The blunt rebuke — in which Glosser accused Miller of dehumanizing refugees and turning his back on their family's immigration story — went viral and caused Miller's name to trend on Twitter on Monday afternoon.
We talked to Glosser, a neuropsychologist who lives in Yardley, about his motivation for writing the piece, his relationship with his nephew, and how he believes Miller's policies are affecting immigrants.
Glosser said he was dismayed by the separation of more than 2,000 immigrant children from their parents at the southern U.S. border earlier this year. The separations were the direct result of a "zero-tolerance" policy that Miller created and the Trump administration implemented. (Trump, facing public outcry, signed an executive order in June to halt the family separations.)
"I didn't feel I had the moral right to remain a quiet voice," Glosser, 68, said. "I knew I had the opportunity to get heard more loudly because of my family relationship with Stephen."
Glosser also wanted to share the history of their family's ancestors, who fled anti-Jewish violence in Eastern Europe in the early 1900s and eventually settled in Johnstown, in Western Pennsylvania, where the Glossers ran a number of businesses, including a department store. In the op-ed, Glosser wrote that the family would have been "wiped out" had Miller's ideas, such as greatly reducing the number of refugees in the country, been in effect.
There isn't much of one.
"I've met the guy maybe 10 times in my whole life," Glosser said. Most of those encounters were in Miller's early childhood. The last time he spoke to Miller was at least five years ago, when they discussed something political, Glosser said. He declined to go into details.
Glosser said he doesn't want people to think he's the family spokesperson. While many relatives have sent him messages supporting the op-ed, he said that he hasn't heard from his sister, who is Miller's mother, and that she and Miller's father tend to stay out of the spotlight.
"People who deserve asylum are being shipped back to hell," Glosser said, pointing to the administration's ruling that victims of domestic abuse and gang violence generally do not qualify for asylum.
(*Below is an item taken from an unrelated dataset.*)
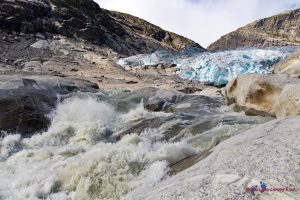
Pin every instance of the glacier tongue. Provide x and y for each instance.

Glosser, who performs psychological evaluations for clients of HIAS Pennsylvania, a Philadelphia-based nonprofit that provides legal services to immigrants, said the rhetoric used by Trump and Miller to target immigrants is dangerous.
Trump has used words like "infest" and "crime infested and breeding" to describe illegal immigrants. Miller is also pushing the administration to limit citizenship for another group — legal immigrants — particularly those who have used public programs such as Obamacare, NBC reported earlier this month.
Miller's and Trump's threats to immigrants, Glosser said, are threats to everyone who cares about democracy.